Reporter : Damy
SUMEDANG | FOKUSPRIANGAN.ID – Suasana hening di Lapas Kelas IIB Sumedang mendadak pecah pada Senin malam. Puluhan personel gabungan dari TNI, Polri, dan BNNK Sumedang bergerak cepat menyisir blok hunian warga binaan. Operasi ini bukan sekadar razia biasa, melainkan bagian dari peringatan Hari Bhakti Pemasyarakatan ke-62 sekaligus bentuk komitmen nyata dalam memberantas peredaran narkoba dan barang terlarang di lingkungan pemasyarakatan.

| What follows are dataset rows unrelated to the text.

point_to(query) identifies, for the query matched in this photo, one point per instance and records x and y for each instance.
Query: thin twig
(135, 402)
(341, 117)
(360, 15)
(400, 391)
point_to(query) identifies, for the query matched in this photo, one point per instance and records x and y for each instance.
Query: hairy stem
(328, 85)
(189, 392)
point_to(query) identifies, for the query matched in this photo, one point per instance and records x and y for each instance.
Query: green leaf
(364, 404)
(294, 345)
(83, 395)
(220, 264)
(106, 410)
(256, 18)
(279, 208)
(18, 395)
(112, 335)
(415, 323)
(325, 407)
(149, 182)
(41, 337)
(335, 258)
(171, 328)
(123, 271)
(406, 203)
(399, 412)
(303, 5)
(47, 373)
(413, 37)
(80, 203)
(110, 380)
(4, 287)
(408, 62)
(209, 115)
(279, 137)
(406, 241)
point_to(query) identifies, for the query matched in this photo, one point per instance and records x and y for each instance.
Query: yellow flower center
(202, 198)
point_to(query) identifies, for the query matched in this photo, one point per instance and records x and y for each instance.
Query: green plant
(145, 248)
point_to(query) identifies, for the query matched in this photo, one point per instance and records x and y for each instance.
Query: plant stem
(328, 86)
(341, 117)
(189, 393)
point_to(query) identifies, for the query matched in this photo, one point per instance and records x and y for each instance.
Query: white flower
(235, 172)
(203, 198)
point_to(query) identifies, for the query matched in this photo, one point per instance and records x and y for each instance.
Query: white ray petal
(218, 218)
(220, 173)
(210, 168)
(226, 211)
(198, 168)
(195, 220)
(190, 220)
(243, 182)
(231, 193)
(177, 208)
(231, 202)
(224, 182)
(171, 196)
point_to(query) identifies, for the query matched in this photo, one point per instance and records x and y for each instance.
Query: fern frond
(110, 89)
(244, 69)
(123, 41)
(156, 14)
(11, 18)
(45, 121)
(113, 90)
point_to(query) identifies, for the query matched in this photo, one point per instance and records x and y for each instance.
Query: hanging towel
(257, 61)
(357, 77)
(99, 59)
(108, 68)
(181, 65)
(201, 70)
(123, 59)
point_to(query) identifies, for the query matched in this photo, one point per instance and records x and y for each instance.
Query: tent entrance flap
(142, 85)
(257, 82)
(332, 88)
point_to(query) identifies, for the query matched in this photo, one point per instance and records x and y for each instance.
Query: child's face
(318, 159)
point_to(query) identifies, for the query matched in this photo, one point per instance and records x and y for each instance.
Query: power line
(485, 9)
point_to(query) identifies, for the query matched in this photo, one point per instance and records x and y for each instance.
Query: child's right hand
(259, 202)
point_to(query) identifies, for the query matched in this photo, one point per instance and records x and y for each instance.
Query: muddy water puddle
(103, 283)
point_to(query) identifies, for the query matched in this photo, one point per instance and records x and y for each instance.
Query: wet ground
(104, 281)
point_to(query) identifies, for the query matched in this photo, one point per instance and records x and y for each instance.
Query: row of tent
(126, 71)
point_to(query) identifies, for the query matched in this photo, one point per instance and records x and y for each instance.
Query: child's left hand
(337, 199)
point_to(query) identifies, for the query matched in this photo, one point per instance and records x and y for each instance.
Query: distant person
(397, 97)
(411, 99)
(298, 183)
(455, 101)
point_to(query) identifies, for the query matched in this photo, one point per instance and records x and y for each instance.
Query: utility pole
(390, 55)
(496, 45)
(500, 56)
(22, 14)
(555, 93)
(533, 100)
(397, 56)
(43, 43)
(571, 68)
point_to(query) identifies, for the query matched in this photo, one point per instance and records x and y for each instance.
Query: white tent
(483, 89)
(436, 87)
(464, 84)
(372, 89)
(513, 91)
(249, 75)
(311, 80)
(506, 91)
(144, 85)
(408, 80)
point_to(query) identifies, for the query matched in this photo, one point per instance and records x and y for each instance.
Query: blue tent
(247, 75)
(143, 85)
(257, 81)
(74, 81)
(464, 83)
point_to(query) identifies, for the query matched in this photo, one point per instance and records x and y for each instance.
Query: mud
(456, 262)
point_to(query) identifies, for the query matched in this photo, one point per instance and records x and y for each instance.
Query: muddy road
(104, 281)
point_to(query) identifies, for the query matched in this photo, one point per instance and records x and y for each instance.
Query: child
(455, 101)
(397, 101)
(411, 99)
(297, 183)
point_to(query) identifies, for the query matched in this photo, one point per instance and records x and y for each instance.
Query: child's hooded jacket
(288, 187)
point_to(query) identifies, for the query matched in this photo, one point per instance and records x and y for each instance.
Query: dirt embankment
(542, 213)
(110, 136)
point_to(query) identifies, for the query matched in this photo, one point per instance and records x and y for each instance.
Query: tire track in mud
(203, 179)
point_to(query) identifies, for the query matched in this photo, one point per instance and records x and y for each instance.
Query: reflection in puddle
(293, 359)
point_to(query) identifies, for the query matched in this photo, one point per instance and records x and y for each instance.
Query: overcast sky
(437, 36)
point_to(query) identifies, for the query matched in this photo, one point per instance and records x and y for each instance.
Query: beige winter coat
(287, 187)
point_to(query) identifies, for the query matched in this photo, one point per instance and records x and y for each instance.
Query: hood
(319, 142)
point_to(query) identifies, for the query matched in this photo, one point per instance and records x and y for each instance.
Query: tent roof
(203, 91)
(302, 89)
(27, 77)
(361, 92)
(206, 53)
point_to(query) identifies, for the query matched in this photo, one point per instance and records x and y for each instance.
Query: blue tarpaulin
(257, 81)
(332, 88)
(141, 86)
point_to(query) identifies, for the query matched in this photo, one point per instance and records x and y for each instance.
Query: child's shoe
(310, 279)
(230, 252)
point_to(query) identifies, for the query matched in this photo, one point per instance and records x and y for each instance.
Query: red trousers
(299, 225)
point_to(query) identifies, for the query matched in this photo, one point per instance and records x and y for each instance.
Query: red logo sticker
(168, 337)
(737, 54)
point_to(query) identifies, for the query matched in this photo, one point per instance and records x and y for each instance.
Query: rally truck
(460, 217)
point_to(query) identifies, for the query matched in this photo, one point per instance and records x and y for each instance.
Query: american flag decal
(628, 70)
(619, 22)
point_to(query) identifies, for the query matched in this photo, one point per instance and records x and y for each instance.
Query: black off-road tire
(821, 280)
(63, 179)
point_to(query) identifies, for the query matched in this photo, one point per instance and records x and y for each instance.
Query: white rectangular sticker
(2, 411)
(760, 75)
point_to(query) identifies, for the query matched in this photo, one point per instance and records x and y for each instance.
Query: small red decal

Dengan penuh ketelitian, petugas memeriksa setiap sudut kamar. Kasur dibalik, lemari dibongkar, hingga celah-celah sempit tak luput dari penggeledahan. Hasilnya, sejumlah barang yang dilarang ditemukan dan langsung diamankan sebagai barang bukti.
Kepala Kesatuan Pengamanan Lapas (KPLP) Kelas IIB Sumedang, Boy Naldo Gultom, memimpin langsung jalannya kegiatan tersebut. Di hadapan awak media, ia menunjukkan berbagai barang hasil sitaan, mulai dari korek api, alat cukur, sikat gigi yang telah dimodifikasi, hingga sendok logam.
“Razia gabungan ini kami lakukan bersama TNI, Polri, dan BNN. Barang-barang yang ditemukan jelas tidak diperbolehkan berada di dalam kamar hunian,” tegasnya.
Tes Urine Acak: Komitmen Zero Narkoba
Tak berhenti pada penggeledahan fisik, operasi dilanjutkan dengan tes urine acak yang dilakukan oleh BNNK Sumedang. Pemeriksaan ini menyasar tidak hanya warga binaan, tetapi juga petugas Lapas sebagai bentuk transparansi dan komitmen bersama dalam menjaga integritas.
Hasilnya pun cukup melegakan. Seluruh sampel yang diuji menunjukkan hasil negatif, tanpa indikasi penyalahgunaan narkoba.
“Kami pastikan tes urine dilakukan secara random dan hasilnya negatif. Dalam razia kali ini juga tidak ditemukan adanya narkotika,” tambah Boy.
Langkah ini menjadi bukti bahwa pengawasan di Lapas Sumedang tidak bersifat seremonial semata. Razia rutin yang digelar minimal empat kali dalam sebulan menjadi bagian dari strategi pencegahan yang konsisten dan berkelanjutan.
Dengan pengawasan ketat serta sinergi antar aparat penegak hukum, Lapas Sumedang terus berupaya menjaga lingkungan pemasyarakatan yang aman, bersih, dan bebas dari pengaruh narkoba. Ini adalah komitmen bersama untuk menciptakan sistem pembinaan yang berintegritas dan memberikan harapan baru bagi warga binaan dalam menjalani proses pemasyarakatan.”Tutupnya.